Entre 1996 e 2001, Aristide se retirou do poder, mas continuou dominando a cena política durante o mandato de seu candidato, René Préval. Em 2000, apresentou-se de novo para as eleições presidenciais, que ganhou com uma maioria esmagadora de 91,8%. Porém, a oposição e a Organização dos Estados Americanos (OEA) não reconheceram a validade das eleições por múltiplas irregularidades. A oposição se recusou sistematicamente a colaborar com o governo e chegou até a nomear um “presidente provisório”.

Os três anos de governo de Aristide foram difíceis pela irremediável ruptura política e pela suspensão de muitos pacotes de ajuda internacional e de linhas de crédito. A situação econômica do Haiti tem piorado: fica muito pouco da economia formal, representada pelas exportações tradicionais de café, rum e outros produtos agrícolas, reduzidas quase a zero. O turismo, que foi gerador de riqueza nos anos 70, praticamente sumiu. A única fonte de ingressos em aumento é o tráfico de drogas: o Haiti é a ponte ideal entre a América Latina e os Estados Unidos. Colin Powell, recentemente, se queixou da falta de apoio na luta contra o narcotráfico por parte das autoridades haitianas.

Nos últimos meses, a situação no país precipitou, com violência, seja por parte dos governistas como de partidários da oposição: bandos de adolescentes a serviço do Estado, os chimères (fantasmas) semeavam o terror nas ruas da capital, Port-au-Prince, enquanto ex-militares, apoiados pela oposição, disparavam e matavam; o povo se abandonava a saques de lojas, mercados e depósitos de ajuda internacional. Houve dezenas de mortos.
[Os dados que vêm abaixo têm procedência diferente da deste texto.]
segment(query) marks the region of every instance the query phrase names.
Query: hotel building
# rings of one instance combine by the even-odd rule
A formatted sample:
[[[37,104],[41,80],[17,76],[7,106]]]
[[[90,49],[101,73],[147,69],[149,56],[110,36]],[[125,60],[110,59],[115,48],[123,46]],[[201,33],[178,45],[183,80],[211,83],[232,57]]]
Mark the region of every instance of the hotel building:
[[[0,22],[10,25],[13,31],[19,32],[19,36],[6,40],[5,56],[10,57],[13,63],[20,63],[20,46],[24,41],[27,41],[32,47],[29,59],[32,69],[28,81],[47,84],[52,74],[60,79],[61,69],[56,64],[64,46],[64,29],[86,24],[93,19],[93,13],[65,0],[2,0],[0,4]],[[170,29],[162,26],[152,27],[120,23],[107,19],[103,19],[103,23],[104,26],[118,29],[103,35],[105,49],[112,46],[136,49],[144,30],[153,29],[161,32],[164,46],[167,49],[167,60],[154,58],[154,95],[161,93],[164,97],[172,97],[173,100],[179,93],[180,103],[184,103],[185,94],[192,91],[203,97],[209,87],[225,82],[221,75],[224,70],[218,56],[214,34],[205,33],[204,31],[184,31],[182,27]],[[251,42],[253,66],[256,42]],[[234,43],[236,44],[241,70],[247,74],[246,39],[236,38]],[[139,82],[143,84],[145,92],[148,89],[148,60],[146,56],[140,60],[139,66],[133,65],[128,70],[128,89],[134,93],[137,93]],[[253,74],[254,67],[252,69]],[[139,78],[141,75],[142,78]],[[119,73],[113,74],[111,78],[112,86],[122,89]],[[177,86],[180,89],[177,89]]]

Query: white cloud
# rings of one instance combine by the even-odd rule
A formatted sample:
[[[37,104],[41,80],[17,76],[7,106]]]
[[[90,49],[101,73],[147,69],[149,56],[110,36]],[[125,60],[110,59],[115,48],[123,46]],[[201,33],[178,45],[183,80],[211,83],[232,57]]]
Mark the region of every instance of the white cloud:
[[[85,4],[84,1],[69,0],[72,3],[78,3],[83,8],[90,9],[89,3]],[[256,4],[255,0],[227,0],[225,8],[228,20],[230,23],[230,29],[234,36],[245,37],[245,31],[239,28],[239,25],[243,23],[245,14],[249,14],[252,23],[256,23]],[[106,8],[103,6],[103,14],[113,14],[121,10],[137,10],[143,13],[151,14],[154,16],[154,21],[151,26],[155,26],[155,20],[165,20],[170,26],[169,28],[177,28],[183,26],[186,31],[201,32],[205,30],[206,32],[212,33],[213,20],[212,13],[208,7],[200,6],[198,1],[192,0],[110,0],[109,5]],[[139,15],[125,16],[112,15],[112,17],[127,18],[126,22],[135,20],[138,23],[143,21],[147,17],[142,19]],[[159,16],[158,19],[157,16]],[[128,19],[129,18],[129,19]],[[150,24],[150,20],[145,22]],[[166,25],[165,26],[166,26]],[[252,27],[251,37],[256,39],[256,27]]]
No início de fevereiro, Guy Philippe, ex-chefe de polícia local, assumiu a chefia de um grupo de rebeldes que, sem encontrar quase nenhuma resistência, conquistou as cidades principais e chegou à capital.

Forças americanas e francesas entraram no país para proteger seus cidadãos e “conter a violência”. Pouco antes, Aristide havia fugido. O futuro está cheio de interrogações. A violência aumentará? Será realmente possível o restabelecimento de uma situação de democracia? Qual o papel da força internacional de paz da ONU?